In [1]:
# %% [code]
# Basic setup
import os, re, html, json, random
from collections import Counter

import numpy as np
import pandas as pd

import torch
import torch.nn as nn
import torch.nn.functional as F
from torch.utils.data import Dataset, DataLoader
from torch.nn.utils.rnn import pad_sequence

# Set seed for reproducibility
SEED = 42
random.seed(SEED)
np.random.seed(SEED)
torch.manual_seed(SEED)
torch.cuda.manual_seed_all(SEED)
torch.backends.cudnn.deterministic = True
torch.backends.cudnn.benchmark = False

# Set device
device = torch.device("cuda" if torch.cuda.is_available() else "cpu")
print("Device:", device)

Device: cuda


In [3]:
# %% [code]
# Load IMDB Sentiment Dataset
imdb_path = "/kaggle/input/imdb-dataset-of-50k-movie-reviews/IMDB Dataset.csv"
df = pd.read_csv(imdb_path).sample(frac=1.0, random_state=SEED).reset_index(drop=True)
train_df, test_df = torch.utils.data.random_split(df, [40000, 10000])
print("IMDB Sentiment shape:", df.shape)

# Load Focused Reddit Sarcasm Dataset
reddit_path = "/kaggle/input/sarcasm/train-balanced-sarcasm.csv"
sarcasm_df = pd.read_csv(reddit_path)
sarcasm_df.rename(columns={"comment": "text", "label": "label"}, inplace=True)
sarcasm_df.dropna(subset=['text', 'label'], inplace=True)
sarcasm_df['text'] = sarcasm_df['text'].astype(str)
sarcasm_df['label'] = sarcasm_df['label'].astype(int)
sarcasm_df = sarcasm_df.sample(frac=1.0, random_state=SEED).reset_index(drop=True)

# Split the sarcasm data
from sklearn.model_selection import train_test_split
train_sarc, test_sarc = train_test_split(
    sarcasm_df, test_size=0.2, random_state=SEED, stratify=sarcasm_df["label"]
)
print("Focused Sarcasm shape:", sarcasm_df.shape)

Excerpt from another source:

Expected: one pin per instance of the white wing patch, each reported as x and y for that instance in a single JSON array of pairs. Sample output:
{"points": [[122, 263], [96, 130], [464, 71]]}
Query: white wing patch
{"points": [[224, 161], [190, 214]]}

IMDB Sentiment shape: (50000, 2)
Focused Sarcasm shape: (1010771, 10)


In [4]:
# %% [code]
def clean_text(t: str) -> str:
    t = html.unescape(str(t))
    t = re.sub(r"<[^>]+>", " ", t)                  # remove HTML
    t = re.sub(r"[^a-zA-Z\\s']", " ", t)             # keep letters & apostrophes
    return re.sub(r"\\s+", " ", t).strip().lower()

_tok_pat = re.compile(r"[a-z']{2,}")
def tokenize(text):
    return _tok_pat.findall(clean_text(text))

# IMDB tokens (1 = positive)
train_tokens = [tokenize(t) for t in train_df.dataset['review'].iloc[train_df.indices]]
test_tokens  = [tokenize(t) for t in test_df.dataset['review'].iloc[test_df.indices]]
train_labels = (train_df.dataset['sentiment'].iloc[train_df.indices].values == "positive").astype(np.float32)
test_labels  = (test_df.dataset['sentiment'].iloc[test_df.indices].values == "positive").astype(np.float32)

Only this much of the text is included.